XIII

LÈVRES CLOSES


Le soleil brille sur le canaletto, colorant les murs des premières maisons du Ghetto. Sur le pont de marbre des femmes passent, sveltes, avec leur long châle, ce châle qui leur donne l’air d’hirondelles d’eau. À la station du vapore, assis sur les degrés d’un piédestal d’où sourit une vierge, des gondoliers fument et c’est la nonchalance exquise, déjà d’orient. Le palais Labia avec son companile, l’église San Geremia se tigrent à la lumière d’ombres bleues et grises qui font songer à de vieux bronzes. Une des fenêtres du palais est toute ornée de fleurs, de fleurs mélancoliques et pâles, de fleurs d’automne. C’est là qu’elle souffre, c’est là qu’elle dort. Le soleil a dû caresser sa tête, ses lèvres fines que la mort va pâlir. On ne dirait pas que la mort est si proche. Il fait si bleu, si calme. De son lit elle voit tout cela, le ciel clair, les pigeons qui volent, les gens qui passent. Ce n’est pas la tombe qui se creuse, c’est l’infini qui s’ouvre, pareil à une fleur précieuse, en souriant.

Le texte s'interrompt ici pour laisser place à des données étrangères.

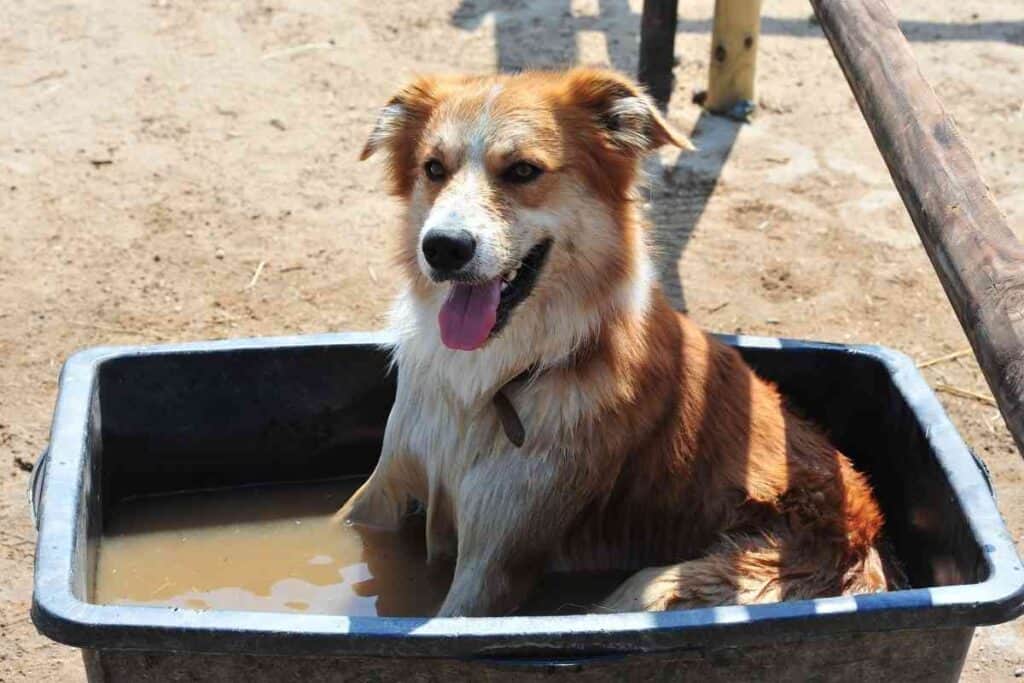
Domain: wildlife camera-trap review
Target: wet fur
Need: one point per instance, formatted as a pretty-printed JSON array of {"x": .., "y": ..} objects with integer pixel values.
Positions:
[{"x": 649, "y": 444}]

Jacques est arrivé à quatre heures du matin. Dans la ville silencieuse, l’eau elle-même ne remuait plus. Quelques étoiles pâlissaient. Une voix pleurait au loin une mélopée ardente et triste, mais rien n’était changé depuis son départ. Et cependant Venise n’était plus la même. Avide de retrouver ses sensations, Liéven avait pris une gondole et le batelier le conduisit par le grand canal jusqu’aux jardins. Les jardins où jadis la musique éclatait joyeuse, les jardins étaient muets et semblaient une cage sans oiseaux. Lorsqu’il revint en prolongeant par une large courbe vers le Lido, l’immobilité l’effraya. Un instant des clameurs étranges retentirent. On aurait cru des plaintes entrecoupées par des larmes ou le son épeuré d’un clavecin… L’homme que Jacques interrogeait répondit en se signant : Les folles… monsieur, ce sont les folles de l’asile San Clémente.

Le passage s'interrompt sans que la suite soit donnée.